You probably made several New Year’s resolutions at the beginning of this year, whether through casually thought, joking about them during a social gathering, or diligently writing them down - with every intention to keep them. Unfortunately, it often takes only a couple of months for these resolutions to fall by the wayside and old habits to return.
If you are truly determined to follow through with your goals and make them a reality in 2014, the following coaching tips will help you succeed.
Are you intellectually or emotionally committed to your aspirations? Unless you have a real emotional attachment to the achievement of a goal – knowing, deep in your heart that you have to make a change – it won’t happen.
For example, if you want to work fewer hours, you need to know exactly why
leaving work by 6pm three times a week is important to you. You must also attach yourself to the pain
you will cause yourself, your family, your colleagues, your customers and your organization if you don’t allow yourself adequate time to rest and recharge.
Assess each of your New Year’s resolutions honestly and with a critical eye. Give each one a score from 1 to 10, based on your level of commitment to its achievement, with 10 being totally committed and 1 being not at all committed. If any of your resolutions have a commitment score of less than 8, ask yourself if there is anything you are willing to do to push the score higher. Unless your commitment scores are 9 or 10 out of 10, it is doubtful that it will last past spring.

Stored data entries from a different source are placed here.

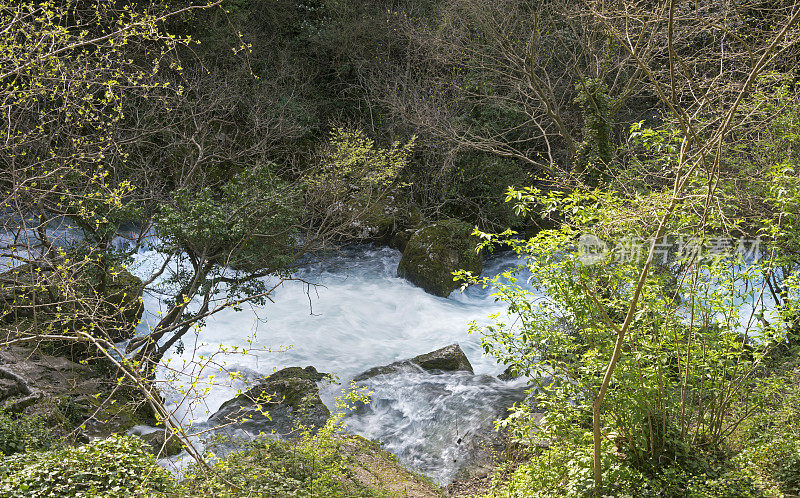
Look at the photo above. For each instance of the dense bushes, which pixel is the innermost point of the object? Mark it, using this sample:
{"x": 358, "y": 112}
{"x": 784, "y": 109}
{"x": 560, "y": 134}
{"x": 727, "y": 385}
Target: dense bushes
{"x": 111, "y": 467}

Be clear about what you want
Being able to clearly envision what your achievements will look like helps you follow through with your resolutions. Remember the acronym SMART. Goals should be: Specific, Measurable, Attainable, Realistic and Time-bound. Note down, in detail, next to each of your resolutions how you will know when you have achieved your goal. What will you see, hear or feel?

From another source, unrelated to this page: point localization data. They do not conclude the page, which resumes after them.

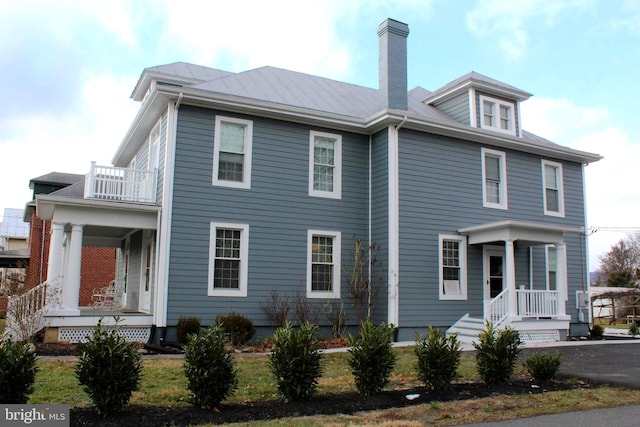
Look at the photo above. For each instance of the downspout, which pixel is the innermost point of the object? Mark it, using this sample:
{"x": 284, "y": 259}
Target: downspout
{"x": 393, "y": 315}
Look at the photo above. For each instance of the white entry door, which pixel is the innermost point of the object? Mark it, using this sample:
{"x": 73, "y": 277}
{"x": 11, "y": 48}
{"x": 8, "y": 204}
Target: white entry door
{"x": 493, "y": 271}
{"x": 146, "y": 270}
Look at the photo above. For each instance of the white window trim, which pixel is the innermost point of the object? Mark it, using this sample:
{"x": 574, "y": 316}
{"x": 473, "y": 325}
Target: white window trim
{"x": 546, "y": 266}
{"x": 246, "y": 168}
{"x": 463, "y": 267}
{"x": 498, "y": 103}
{"x": 337, "y": 245}
{"x": 244, "y": 260}
{"x": 560, "y": 178}
{"x": 337, "y": 175}
{"x": 504, "y": 203}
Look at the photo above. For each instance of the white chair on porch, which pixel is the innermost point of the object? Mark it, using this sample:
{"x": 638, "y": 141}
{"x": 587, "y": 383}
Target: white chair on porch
{"x": 108, "y": 297}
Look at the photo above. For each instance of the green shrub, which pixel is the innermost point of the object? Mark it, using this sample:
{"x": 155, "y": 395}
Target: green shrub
{"x": 239, "y": 328}
{"x": 596, "y": 332}
{"x": 543, "y": 366}
{"x": 187, "y": 326}
{"x": 109, "y": 369}
{"x": 295, "y": 361}
{"x": 496, "y": 354}
{"x": 371, "y": 357}
{"x": 17, "y": 371}
{"x": 209, "y": 368}
{"x": 438, "y": 359}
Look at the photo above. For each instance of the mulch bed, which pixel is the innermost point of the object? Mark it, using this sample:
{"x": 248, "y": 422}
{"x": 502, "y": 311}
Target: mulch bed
{"x": 321, "y": 404}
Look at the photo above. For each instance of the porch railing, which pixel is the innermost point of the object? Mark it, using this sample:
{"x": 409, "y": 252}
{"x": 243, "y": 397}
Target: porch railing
{"x": 26, "y": 312}
{"x": 497, "y": 309}
{"x": 533, "y": 303}
{"x": 123, "y": 184}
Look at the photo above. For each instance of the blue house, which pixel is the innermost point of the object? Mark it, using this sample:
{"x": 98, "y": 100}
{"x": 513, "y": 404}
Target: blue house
{"x": 232, "y": 188}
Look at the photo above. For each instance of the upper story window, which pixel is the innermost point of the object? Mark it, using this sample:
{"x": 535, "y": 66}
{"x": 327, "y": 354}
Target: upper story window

Practicality in this context means committing to a realistic number of resolutions. It is better to have 3 achievable goals than 10 idealistic but ultimately unrealistic ones. Overwhelming yourself with too many goals will result in you spreading your energy in too many directions – leaving you with no energy to complete any of them to the desired standard. I suggest that you focus on a maximum of 3 goals or key themes with specific sub-goals under each theme.
Psychologists tell us that it typically takes 21 repetitions before something becomes embedded in our psyche as a spontaneous habit. Be aware of this fact and make sure that you give yourself at least 21 opportunities to take action and ingrain the desired habit.
Ask for support
Evidence shows that even those with the best intentions and highest motivation still benefit greatly from the support of others when trying to follow through with their resolutions.

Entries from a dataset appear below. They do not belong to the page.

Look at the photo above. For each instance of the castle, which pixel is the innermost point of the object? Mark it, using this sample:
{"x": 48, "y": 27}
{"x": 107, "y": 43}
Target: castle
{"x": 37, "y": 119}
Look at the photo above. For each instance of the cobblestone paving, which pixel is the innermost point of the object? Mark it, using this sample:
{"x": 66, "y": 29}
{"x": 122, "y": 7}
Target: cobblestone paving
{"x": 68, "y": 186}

By sharing your goals with a friend (one person for all 3 resolutions, or 3 separate people holding you accountable for one resolution each), you will be far more likely to stay the course and persist until you succeed. After choosing the appropriate person for each of your resolutions, speak with him/her about your commitment, sharing how you’ll know that you’ve been successful, and tell him/her that you will need their help to hold you accountable to your ‘21 opportunities to take action’.
May 2014 is your opportunity to break new ground and make your dreams come true!